Our team has grown! For full team bios, head here. The screenshot below is from a team meeting with 9 interns (Joslyn, Molly, Hailey, Nora, Melissa, My, Ava, Anna, and Isa), our volunteer coordinator Jayme, our network engagement and communications coordinator Cat, and our founding director Wendy. 5 interns are staying on next year, and 6 new interns will be joining! We’re looking forward to expanding our capacity by expanding our community and team.
Here are some intern art picks for 2020:
Through this difficult and unprecedented year, we have been committed to innovating new ways to amplify and support system-impacted artists during the pandemic.
Our virtual holiday card making event was a huge success, with over 300 cards sent to incarcerated artists across the country.
Over 150 pairs of artists are currently corresponding through our pARTner project, which provides artists on the outside an opportunity to foster connection with artists in prison through the exchange of letters and creative works.
Since the onset of the pandemic, we’ve held weekly virtual gatherings to create opportunities for connection and growth even amidst a year of uncertainty. Wednesday network meetings have been generative, inspirational, and a place of resource sharing and vulnerability. Bimonthly distance learning calls have succeeded in bringing together teaching artists from around the country to share curriculum and community.
JAC held over 40 workshops in 2020, ranging from discussions on art as transformative justice, the relationship between music and visual art, and digital bookclubs as a form of restoration. Speakers have included currently incarcerated artists, professors, teaching artists, and advocates, among others. Thank you to all who attended, and we can’t wait to launch even more next year!
This winter we launched CorrespondARTS, a first of its kind distance-learning arts program for women at the Maryland Correctional Institution. Thanks to your support and the Maryland State Arts Council, two rounds of packets have been printed and sent out to participants. The program is a representation of JAC’s commitment to breaking down barriers keeping folks isolated. We are currently fundraising for CorrespondARTS to keep running.
Furthermore, we’ve partnered with a variety of other organizations in order to host special events and provide opportunities for our network of artists on the inside. One such example is the Open Mic Night on August 6th, which we held alongside Die Jim Crow Records. See the image for screenshots of performers from the night!
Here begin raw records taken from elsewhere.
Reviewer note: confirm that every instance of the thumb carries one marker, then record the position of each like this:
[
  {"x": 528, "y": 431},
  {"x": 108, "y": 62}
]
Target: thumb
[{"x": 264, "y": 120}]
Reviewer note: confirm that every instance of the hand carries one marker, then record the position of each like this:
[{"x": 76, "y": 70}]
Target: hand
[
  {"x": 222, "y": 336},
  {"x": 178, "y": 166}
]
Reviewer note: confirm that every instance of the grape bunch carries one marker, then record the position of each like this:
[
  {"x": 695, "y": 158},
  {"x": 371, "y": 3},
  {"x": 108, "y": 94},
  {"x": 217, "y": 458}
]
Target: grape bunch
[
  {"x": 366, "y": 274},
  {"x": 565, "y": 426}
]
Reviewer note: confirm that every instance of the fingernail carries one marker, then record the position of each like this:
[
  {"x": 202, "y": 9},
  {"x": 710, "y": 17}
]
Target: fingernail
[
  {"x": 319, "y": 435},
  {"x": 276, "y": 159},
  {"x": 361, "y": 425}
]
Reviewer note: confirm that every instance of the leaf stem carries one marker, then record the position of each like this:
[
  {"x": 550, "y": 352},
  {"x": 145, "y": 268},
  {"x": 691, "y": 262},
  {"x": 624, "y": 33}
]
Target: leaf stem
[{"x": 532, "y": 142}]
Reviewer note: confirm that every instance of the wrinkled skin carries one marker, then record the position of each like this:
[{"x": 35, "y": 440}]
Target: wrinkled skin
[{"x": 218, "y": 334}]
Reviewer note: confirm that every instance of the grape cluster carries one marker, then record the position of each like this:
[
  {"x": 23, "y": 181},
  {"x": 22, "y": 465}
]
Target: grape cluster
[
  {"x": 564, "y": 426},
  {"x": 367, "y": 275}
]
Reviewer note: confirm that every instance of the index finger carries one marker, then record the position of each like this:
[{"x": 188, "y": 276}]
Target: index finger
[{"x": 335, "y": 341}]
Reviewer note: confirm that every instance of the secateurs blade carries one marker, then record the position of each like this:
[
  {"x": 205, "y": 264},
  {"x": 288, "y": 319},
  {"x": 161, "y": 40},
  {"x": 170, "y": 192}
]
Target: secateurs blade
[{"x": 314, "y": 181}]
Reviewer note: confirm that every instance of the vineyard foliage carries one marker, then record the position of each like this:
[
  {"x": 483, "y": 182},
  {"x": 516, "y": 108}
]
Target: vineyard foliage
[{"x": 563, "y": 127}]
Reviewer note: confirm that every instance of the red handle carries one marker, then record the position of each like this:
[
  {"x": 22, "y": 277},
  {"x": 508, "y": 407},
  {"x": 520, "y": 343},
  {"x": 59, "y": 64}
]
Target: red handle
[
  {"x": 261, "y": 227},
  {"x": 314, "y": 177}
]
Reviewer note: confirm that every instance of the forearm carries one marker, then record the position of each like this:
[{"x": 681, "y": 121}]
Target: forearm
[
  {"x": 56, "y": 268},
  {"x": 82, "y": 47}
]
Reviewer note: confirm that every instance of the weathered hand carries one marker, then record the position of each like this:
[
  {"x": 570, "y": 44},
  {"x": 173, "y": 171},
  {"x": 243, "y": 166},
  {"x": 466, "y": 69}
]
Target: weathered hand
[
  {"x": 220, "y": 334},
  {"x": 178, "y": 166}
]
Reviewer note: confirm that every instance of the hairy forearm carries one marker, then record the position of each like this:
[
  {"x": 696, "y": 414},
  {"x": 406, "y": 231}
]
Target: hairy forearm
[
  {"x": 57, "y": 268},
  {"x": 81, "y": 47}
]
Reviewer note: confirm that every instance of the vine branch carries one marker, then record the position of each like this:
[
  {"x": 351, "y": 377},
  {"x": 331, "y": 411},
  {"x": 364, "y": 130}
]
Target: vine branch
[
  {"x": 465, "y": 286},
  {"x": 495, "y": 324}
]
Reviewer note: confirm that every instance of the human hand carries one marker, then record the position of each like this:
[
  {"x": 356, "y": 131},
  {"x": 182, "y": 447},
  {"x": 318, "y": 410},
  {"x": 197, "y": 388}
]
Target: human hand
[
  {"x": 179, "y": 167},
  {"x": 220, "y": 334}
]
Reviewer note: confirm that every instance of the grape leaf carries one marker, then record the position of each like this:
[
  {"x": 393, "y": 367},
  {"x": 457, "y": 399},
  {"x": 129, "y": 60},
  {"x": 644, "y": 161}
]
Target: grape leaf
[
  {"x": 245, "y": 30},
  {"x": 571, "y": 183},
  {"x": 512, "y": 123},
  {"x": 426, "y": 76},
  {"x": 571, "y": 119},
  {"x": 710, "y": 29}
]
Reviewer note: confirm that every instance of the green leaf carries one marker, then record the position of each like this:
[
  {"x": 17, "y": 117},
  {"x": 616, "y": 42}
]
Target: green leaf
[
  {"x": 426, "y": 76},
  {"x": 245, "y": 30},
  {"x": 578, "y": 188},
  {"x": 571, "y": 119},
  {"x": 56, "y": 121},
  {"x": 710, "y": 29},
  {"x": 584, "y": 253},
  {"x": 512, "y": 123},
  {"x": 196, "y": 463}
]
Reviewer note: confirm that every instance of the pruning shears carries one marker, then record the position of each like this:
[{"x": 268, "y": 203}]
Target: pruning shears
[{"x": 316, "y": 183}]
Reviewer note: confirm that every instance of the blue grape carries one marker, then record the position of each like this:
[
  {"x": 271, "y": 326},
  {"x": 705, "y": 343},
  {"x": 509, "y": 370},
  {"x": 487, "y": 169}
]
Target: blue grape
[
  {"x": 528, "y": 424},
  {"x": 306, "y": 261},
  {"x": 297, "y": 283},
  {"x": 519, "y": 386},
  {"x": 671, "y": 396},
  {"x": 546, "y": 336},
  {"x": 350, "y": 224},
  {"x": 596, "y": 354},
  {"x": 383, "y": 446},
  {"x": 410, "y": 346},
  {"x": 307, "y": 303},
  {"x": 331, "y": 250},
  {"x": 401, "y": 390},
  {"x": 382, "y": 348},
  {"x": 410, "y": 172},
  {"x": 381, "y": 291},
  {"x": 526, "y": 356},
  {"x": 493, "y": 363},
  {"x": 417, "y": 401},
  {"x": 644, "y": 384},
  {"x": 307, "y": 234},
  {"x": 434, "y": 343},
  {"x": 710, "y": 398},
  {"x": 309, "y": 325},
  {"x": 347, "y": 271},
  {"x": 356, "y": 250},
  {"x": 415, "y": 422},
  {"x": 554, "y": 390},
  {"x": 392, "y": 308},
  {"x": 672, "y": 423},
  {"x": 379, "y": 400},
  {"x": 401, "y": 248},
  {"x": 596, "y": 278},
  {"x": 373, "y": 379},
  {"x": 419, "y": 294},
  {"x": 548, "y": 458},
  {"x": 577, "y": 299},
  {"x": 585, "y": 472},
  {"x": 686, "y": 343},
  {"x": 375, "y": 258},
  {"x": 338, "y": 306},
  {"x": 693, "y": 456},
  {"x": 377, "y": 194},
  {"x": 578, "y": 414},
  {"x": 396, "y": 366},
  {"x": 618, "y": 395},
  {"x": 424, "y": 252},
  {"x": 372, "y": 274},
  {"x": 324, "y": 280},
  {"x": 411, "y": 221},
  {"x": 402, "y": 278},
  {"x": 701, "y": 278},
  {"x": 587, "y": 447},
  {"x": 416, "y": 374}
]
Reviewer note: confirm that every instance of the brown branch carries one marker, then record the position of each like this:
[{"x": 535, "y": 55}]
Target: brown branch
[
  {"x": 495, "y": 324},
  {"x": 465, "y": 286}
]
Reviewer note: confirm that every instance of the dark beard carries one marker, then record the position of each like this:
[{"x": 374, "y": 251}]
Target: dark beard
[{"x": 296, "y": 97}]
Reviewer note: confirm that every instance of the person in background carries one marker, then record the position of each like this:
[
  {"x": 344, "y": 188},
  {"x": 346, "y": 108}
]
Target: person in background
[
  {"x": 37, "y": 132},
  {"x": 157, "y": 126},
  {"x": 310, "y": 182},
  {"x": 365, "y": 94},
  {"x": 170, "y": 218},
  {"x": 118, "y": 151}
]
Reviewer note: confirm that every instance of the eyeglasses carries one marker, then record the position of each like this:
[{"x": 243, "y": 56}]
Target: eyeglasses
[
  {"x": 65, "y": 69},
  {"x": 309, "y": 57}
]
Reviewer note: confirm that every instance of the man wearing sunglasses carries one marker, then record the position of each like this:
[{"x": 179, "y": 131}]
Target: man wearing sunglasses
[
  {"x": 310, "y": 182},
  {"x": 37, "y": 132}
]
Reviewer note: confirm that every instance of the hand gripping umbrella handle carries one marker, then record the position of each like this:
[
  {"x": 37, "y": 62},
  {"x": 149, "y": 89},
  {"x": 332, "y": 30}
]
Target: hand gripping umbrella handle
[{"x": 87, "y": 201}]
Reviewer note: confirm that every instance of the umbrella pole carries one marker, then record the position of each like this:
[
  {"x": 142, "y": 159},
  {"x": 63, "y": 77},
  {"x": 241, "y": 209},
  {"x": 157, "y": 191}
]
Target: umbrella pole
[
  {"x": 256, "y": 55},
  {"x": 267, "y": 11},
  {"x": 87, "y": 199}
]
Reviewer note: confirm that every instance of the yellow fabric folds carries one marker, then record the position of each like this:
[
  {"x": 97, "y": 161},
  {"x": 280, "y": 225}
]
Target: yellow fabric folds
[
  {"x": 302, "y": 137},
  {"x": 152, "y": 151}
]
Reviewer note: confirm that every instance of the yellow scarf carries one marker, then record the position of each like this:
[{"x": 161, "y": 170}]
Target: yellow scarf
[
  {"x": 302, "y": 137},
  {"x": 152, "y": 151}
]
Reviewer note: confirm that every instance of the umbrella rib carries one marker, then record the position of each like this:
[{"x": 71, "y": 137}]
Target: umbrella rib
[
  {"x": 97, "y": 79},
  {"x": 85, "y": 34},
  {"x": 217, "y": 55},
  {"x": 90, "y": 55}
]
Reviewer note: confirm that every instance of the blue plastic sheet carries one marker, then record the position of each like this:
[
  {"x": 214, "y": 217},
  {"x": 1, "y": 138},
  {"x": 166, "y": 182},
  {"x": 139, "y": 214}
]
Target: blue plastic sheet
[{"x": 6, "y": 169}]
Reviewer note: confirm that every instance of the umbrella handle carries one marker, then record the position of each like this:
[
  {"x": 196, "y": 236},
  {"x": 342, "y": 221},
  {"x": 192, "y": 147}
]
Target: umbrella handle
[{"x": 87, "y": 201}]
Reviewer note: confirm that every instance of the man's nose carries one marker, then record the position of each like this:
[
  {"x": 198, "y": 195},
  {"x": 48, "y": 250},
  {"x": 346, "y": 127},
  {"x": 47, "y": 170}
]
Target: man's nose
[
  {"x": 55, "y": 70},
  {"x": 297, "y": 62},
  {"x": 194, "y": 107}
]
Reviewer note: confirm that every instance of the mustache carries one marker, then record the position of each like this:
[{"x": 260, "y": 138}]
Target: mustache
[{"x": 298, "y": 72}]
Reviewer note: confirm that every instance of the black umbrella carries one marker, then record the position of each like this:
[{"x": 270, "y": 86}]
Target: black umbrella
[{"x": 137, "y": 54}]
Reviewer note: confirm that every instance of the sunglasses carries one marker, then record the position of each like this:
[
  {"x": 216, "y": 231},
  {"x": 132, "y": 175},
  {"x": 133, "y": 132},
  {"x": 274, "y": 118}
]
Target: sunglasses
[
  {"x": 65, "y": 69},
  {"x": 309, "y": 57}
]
Other partners include PEN America’s Prison and Justice Writing Program and MoMA PS1. We’re always striving to find ways of enabling people outside to experience and respond to the works of artists in prison. Our ArtLinks program, which moved online post-pandemic, seeks to do exactly that: bring people together to respond to incarcerated artists’ works. Here’s why the work matters:
“Knowing that there are still people out there who care enough to take the time to send and/or listen to what I feel I need to say is such a blessing. Being in this place, sometimes it feels that nobody cares or that I am simply forgotten. My heart is full of things that I believe need to be shared. And having that means more to me then you may ever know.” – Jordan, JAC network artist
Throughout this past year, we have also been more vocal than ever about our commitment to racial justice and prison abolition. We believe Black Lives Matter: read the full statement here. We know that being anti-racist is a constant process and requires constant work, and we will always prioritize hearing the voices and experiences of those directly affected by anti-Blackness, the carceral system, and state violence. The image to the left contains work by system-impacted artists about the realities of American oppression and police brutality. We encourage you to check out more of their work in our galleries and portfolios.
Overall, we accomplished a lot this year! Despite the uncertainties and obstacles brought about by the pandemic, we at JAC are closing out the year with much to celebrate and be grateful for, including your support. Please consider investing in our ongoing growth by making a year-end contribution. You can help to ensure that we can continue providing our community with opportunities for creative expression, connection, and learning. In the new year, we promise to fight even harder to support teaching artists and elevate the voices of incarcerated folk. There are a lot of exciting new projects on the way, and we can’t wait to share them with you. To bring them to life, we urgently need your help. Please consider donating either monthly or single-time as 2020 comes to a close, both to celebrate what we’ve already accomplished, and to ring in 2021.
JAC writes to you from the traditional lands of the Nacotchtank and Piscataway peoples (Piscataway Indian Nation, the Piscataway-Conoy Confederacy, and the Cedarville Band of Piscataway), both past and present.